The apartment building welcomed its first residents Nov. 1st. We took a look at the all-but-finished product on the eve of its one-month anniversary.
The Buccini/Pollin Group’s (BPG) first residential project in Philadelphia, The National, opened its doors to its first residents on Nov. 1st.
The much-discussed project puts 192 apartments, 4,000 square feet of retail space, and underground parking for 60 cars on the site of the former National Products Company, a distributor of restaurant equipment and supplies.
On the eve of the second wave of move-ins, Boris Kaplan, vice president of Wilmington-based BPG, invited Philadelphia magazine in for a look around the property.
The finishing touches were still being applied to some of the interior spaces, in particular the street-floor retail space where Level 1 Fitness will set up shop next month. And none of the outdoor spaces were ready for use, but as winter is at our doorstep, having these facilities ready now is not so critical.
The all-new building, designed by Barton Partners, replaces a hodgepodge of 19th- and early-20th-century buildings that together housed National Products. When BPG determined that incorporating the existing structures into its project was neither feasible nor practical, it agreed to local preservationists’ requests to preserve the old buildings’ unifying Midcentury Modern terracotta facade.
As it turns out, most of that painstakingly restored facade is all-new too.
“Each of the terracotta tiles, all 1,8oo of them, have been remade,” says Kaplan. “All of the stainless-steel lettering is original. They were removed by hand, stored, and in some cases refinished. All were cleaned up and then restored to their original locations.”
The brushed aluminum door handles on the front door and the granite spandrels between the tiles are also original.

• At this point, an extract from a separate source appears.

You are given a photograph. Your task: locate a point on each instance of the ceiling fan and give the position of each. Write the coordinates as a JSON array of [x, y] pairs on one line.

Why couldn’t the original tiles have been reused? “They were never meant for exterior use,” Kaplan says. “The original tiles were interior tiles that were likely purchased at a significant discount, used in a manner they were never intended to be used, and they withstood the test of time for 50 years, but people in the area knew they were in bad shape. You would see crumbling of tile along the sidewalk, and there was not much that could be salvaged. Each of the pieces was identified uniquely, both in profile, color, and in some cases bullnose specifications. Each one of those 1,800 tiles had to be replaced in the specific location.”
Behind the facade, however, the architects and construction crew had a blank slate to work with. What the architects produced is a C-shaped building with a uniform six-story height. The top and bottom of the C envelop an interior courtyard that will be landscaped for residents’ use. The parking spaces lie beneath the rear wing and courtyard, with a garage entrance on Arch Street.
“Less than half of the residents will have cars in this building,” Kaplan says confidently. He acknowledges that some residents who work in outlying areas such as South Jersey or Wilmington will choose to drive because the building is convenient to I-95 and the Ben Franklin Bridge. But most of them, he says, will want to take advantage of The National’s highly walkable location.
Also on the outside are a smaller courtyard accessed from the first-floor apartments and the clubhouse; it’s separated from Flagpole Park, the gateway to Elfreth’s Alley, by a wall. And atop the building will be a roofdeck with a bar, grills and great city views.
On the inside, all the residents will have use of a two-story, 2,000-square-foot-plus clubhouse. This space combines a contemporary lounge with full-height gas fireplace, a restaurant-quality demonstration kitchen, and an upstairs lounge with cocktail and breakfast bars.
They will also have use of a top-flight gym thanks to an arrangement between BPG and Level 1 Fitness, which will occupy all 4,000 square feet of retail space in the building. The deal allows residents to use the Level 1 gym, which is also open to the public, for a significant discount off the regular $69 per month fee. Kaplan explains that this arrangement gives residents access to higher-quality and more extensive gym facilities than an in-house fitness center would offer.
Model one- and two-bedroom apartments, seen here, are also open for inspection. Kaplan says that BPG expected greater interest in this building from larger households when the plans were being drawn up. As a result, fully 30 percent of the apartments have two bedrooms.
One-bedroom units account for the largest share of the total, 60 percent, with the remaining 10 percent consisting of studios.
BPG is also giving Flagpole Park a makeover, following a design produced by community residents working with the Community Design Collaborative and a team of designers from Old City-based Land Collective. “It’s designed to serve as the transition between the historic street and this much larger building next to it,” Kaplan says. In the near term, the former asphalt parking lot will become a patch of grass; the plot will ultimately become a pocket park with more substantial landscaping and hardscaping. Kaplan expects the new park will be ready later in 2019.